The name Tappan occurs throughout the tribe’s former territory. Vriessendael, the patroonship on the west bank of the Hudson, was also known as Tappan. We see it in Lake Tappan, a reservoir created by the Tappan Dam on the Hackensack River. We find it again in Old Tappan in Bergen County, and in Tappan in the town of Orangetown, Rockland County.
In 1994, the name of New York Governor Malcolm Wilson (1914-2000) was added to the Tappan Zee Bridge’s name on the twentieth anniversary of his leaving the governor’s office in December 1974, though his name is almost never used when the bridge is spoken about colloquially. It’s just the Tappan Zee Bridge.
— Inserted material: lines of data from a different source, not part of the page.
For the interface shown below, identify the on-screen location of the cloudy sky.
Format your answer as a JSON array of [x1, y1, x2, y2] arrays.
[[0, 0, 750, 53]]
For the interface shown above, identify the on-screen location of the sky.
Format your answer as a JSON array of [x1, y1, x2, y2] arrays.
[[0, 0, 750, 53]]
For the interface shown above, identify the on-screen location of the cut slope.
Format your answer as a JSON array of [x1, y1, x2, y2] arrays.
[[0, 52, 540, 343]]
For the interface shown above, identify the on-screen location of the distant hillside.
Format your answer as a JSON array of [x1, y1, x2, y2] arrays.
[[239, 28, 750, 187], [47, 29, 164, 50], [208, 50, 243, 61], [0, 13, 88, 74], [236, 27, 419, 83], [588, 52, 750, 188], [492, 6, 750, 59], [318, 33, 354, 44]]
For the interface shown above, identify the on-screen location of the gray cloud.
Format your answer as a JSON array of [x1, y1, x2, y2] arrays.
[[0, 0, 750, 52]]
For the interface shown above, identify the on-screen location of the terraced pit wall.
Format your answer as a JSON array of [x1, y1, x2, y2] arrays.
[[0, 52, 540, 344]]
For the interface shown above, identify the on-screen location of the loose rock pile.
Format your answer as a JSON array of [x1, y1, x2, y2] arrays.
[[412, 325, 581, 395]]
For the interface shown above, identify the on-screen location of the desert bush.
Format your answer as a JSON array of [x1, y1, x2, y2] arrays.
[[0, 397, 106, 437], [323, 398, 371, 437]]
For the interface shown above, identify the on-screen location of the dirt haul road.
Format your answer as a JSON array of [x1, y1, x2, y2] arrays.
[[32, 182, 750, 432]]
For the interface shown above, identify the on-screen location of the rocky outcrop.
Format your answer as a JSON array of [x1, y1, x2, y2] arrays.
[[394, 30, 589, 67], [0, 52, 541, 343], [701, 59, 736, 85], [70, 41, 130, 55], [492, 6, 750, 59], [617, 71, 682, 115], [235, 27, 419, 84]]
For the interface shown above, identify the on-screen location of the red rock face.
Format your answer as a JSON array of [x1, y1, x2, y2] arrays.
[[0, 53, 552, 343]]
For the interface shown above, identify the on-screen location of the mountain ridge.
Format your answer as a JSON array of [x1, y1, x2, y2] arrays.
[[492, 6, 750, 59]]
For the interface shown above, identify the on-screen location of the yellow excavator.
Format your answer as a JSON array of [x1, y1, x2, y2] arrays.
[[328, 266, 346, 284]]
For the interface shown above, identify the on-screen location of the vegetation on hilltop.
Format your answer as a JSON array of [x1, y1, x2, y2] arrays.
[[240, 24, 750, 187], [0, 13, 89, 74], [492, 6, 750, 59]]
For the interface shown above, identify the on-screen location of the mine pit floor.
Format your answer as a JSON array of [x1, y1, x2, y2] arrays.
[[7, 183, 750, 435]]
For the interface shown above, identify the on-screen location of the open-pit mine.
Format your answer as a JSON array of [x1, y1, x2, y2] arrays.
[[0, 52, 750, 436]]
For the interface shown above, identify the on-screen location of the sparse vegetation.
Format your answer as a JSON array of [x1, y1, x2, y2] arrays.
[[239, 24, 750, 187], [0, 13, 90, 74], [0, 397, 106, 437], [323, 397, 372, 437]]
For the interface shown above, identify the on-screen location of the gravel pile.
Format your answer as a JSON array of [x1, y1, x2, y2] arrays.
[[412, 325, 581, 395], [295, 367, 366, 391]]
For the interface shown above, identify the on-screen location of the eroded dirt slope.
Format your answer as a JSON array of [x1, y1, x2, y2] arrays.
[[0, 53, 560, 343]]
In June 2017, Governor Andrew Cuomo was successful in passing legislation to name the bridge after his father, former Governor Mario Cuomo (1932-2015). This controversial decision has been met with stiff criticism. A poll of Rockland and Westchester county residents found that only fifteen percent of respondents were in favor of the change, the majority preferring to keep the old name and thereby its local historical associations. This surge of disapproval is reflected in a huge petition against the renaming, and in an Assemblyman’s promise to introduce legislation to revert to the bridge’s old name. The petition’s creator, Dr. Monroe Mann of Port Chester, New York, said “The name Tappan Zee has no politics associated with it.” He goes on to say that the old name “properly recognizes the true founders of this land: the Tappan Indians and the Dutch. Most importantly, we should not recognize the contributions of one in history by destroying a memorial to another.”
If somehow returned to life, the ancient tribe could only marvel at the sight of the new bridge. And in their wonder they would surely be gratified to know that, in a resilient and democratic fashion, and despite an unpopular bureaucratic fiat from Albany, the many millions of travelers on I-87 and I-287 will still know and call it by its old name, their name: Tappan Zee.